Daha neyi bekliyorsunuz? (24 Eylül 2019)
"Bir gece ansızın gelebiliriz" söyleminin ardından silahlı birlikler Suriye sınırında son hazırlıklarını yaptılar ve emir bekliyor. İktidar yetkililerinin "girdik, gireceğiz, girmek üzereyiz" sözlerinin üzerinden aylar geçti. Sınırda alarm hali devam ediyor.
"Suriye'den çekiliyoruz" diyen ABD başkanının bu sözleri etmesinin üzerinden de neredeyse bir yıl geçti.
Ne Türkiye, Suriye'nin kuzeyindeki terör koridorunu dağıtmak üzere bölgeye girdi ne de ABD bölgeden
çekildi. Aksine ABD, "aldat, uyut ve unut" stratejisi gereği bölgeden çekileceğine bölgeye güç nakletti
ve iyice yerleşti.
PYD/SDG güçlerini ABD, sözde IŞİD'e karşı teçhiz ediyor. Oysa ortada IŞİD olmadığı gibi ABD'nin
PYD/SDG güçlerine verdiği uçaksavar, tanksavar ve füzeleri kullanacak IŞİD'in tankları, uçakları ve ağır
silahları da yok. O halde demek ki ABD, YPG'ye tank savar ve uçaklara karşı kullanılan füzeleri Türkiye
ile Suriye silahlı güçlerine karşı kullanılmak için veriyor.
Türkiye ile "güvenlikli bölge" oluşturulması adı altında havadan yapılan ortak keşif ve kontrollerden bir
sonuç çıkması mümkün değildir. Çünkü Türkiye ile ABD arasında güvenlikli bölge konusunda
beklentileri çok farklıdır. Güvenlikli bölge ile ilgili ABD ile Türkiye arasında uzlaşılması mümkün
olmayan üç konu var: Güvenlikli bölgenin derinliğ, kontrolü ve YPG.

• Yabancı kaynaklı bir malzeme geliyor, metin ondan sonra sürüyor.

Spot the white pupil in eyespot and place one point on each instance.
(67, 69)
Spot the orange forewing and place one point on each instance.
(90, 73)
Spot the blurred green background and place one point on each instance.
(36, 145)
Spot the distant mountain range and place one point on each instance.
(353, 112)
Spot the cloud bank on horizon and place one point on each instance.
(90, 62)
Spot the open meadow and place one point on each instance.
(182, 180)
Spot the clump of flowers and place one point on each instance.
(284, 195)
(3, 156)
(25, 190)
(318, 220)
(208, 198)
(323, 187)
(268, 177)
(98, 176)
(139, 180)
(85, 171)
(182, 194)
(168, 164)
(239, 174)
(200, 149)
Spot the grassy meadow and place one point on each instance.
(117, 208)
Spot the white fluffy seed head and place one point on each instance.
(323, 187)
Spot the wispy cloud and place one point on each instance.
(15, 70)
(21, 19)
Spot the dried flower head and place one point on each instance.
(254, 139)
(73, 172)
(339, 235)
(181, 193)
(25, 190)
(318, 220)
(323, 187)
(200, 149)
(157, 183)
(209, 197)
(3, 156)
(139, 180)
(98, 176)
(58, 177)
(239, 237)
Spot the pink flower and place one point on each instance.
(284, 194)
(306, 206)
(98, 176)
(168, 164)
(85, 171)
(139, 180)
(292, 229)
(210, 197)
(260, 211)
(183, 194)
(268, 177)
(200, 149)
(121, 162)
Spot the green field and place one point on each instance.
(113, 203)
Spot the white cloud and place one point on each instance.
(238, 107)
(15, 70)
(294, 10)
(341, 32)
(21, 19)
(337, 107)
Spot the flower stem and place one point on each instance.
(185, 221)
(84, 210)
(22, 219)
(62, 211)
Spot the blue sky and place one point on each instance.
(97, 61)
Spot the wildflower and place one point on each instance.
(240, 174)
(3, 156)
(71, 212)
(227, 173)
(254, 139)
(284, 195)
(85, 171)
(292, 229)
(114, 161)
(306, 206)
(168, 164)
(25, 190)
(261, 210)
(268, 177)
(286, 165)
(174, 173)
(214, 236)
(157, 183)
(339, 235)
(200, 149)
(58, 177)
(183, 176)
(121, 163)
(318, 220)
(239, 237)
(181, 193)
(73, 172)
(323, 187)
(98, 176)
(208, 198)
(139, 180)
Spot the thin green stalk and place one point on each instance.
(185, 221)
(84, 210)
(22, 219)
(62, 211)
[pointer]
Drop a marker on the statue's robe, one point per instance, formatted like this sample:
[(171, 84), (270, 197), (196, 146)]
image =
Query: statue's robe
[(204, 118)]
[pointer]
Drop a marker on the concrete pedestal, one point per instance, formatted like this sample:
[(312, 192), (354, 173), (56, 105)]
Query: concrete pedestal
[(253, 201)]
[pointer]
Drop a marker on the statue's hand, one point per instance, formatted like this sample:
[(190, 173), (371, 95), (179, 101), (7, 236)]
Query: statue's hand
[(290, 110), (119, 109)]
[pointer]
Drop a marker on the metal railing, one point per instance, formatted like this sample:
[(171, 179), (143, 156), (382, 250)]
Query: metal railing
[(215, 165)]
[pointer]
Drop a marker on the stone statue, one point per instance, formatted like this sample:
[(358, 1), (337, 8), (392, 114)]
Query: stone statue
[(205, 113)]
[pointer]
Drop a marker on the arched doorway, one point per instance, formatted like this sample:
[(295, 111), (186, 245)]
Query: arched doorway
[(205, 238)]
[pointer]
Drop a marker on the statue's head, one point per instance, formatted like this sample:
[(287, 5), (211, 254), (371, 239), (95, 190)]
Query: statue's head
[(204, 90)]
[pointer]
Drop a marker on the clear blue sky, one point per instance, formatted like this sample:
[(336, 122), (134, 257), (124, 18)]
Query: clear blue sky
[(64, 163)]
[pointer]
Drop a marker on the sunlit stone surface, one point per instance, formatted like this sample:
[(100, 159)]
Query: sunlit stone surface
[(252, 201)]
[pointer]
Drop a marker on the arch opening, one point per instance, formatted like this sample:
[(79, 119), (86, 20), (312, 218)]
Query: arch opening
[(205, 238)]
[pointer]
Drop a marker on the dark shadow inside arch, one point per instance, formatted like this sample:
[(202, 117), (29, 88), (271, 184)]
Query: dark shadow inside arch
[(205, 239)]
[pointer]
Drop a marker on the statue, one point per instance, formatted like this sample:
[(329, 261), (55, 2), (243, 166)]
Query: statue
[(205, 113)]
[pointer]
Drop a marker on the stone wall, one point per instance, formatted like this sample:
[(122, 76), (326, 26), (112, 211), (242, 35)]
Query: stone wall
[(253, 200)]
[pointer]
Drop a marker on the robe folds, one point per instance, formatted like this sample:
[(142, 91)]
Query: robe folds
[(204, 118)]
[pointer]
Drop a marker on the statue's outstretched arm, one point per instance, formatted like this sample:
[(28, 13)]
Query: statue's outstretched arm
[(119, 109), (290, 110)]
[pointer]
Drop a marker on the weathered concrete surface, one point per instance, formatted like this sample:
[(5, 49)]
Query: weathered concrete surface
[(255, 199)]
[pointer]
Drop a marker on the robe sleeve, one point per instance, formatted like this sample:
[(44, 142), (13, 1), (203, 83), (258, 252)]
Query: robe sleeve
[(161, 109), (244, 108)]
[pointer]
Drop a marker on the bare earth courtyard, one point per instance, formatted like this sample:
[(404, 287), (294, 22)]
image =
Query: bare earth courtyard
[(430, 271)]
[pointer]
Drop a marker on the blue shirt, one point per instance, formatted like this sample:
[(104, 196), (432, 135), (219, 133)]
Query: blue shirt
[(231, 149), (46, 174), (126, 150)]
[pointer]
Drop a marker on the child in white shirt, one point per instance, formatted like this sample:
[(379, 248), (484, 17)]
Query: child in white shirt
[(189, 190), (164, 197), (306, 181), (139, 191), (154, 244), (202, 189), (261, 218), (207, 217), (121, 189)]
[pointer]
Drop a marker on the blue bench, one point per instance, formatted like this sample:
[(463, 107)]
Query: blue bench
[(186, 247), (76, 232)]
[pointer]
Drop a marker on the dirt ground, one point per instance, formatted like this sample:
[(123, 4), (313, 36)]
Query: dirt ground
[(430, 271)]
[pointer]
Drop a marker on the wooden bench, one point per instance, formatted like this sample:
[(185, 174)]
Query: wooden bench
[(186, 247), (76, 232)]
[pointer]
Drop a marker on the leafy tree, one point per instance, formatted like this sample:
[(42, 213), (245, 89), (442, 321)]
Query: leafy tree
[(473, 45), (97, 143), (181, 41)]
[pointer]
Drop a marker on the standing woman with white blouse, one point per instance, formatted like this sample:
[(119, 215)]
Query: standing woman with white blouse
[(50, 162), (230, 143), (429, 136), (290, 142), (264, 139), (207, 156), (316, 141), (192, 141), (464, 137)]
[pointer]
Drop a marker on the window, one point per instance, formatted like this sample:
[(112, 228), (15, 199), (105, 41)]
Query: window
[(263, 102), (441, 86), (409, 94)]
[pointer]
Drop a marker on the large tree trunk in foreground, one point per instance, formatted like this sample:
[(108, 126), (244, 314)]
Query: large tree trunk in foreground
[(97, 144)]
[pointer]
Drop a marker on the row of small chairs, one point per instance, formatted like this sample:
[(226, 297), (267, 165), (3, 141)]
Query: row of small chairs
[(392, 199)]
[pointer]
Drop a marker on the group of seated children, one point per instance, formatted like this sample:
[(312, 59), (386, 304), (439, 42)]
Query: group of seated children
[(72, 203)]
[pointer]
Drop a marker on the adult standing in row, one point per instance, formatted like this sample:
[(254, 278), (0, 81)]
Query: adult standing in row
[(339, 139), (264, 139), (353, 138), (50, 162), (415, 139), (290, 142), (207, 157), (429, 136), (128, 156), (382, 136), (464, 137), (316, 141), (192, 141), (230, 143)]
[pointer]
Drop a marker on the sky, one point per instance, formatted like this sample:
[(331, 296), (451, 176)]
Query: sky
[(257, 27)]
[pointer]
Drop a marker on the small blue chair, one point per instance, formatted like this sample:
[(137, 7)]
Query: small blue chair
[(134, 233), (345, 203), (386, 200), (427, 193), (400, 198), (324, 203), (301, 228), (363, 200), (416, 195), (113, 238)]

Bu üç konuda anlaşmanın mümkün olmaması eşyanın doğasından kaynaklanıyor. ABD, Türkiye'nin
bölgeye şu veya bu biçimde girmesini istemiyor. Buna rağmen Türkiye'nin bölgeye girme iradesi ABD
tarafından kırılamazsa etkisi sınırlı olacak şekilde boş alanlarda 3-5 kilometre girsin istiyor. ABD
bölgedeki kontrolü de hiç bir zaman Türkiye'ye bırakmak istemiyor.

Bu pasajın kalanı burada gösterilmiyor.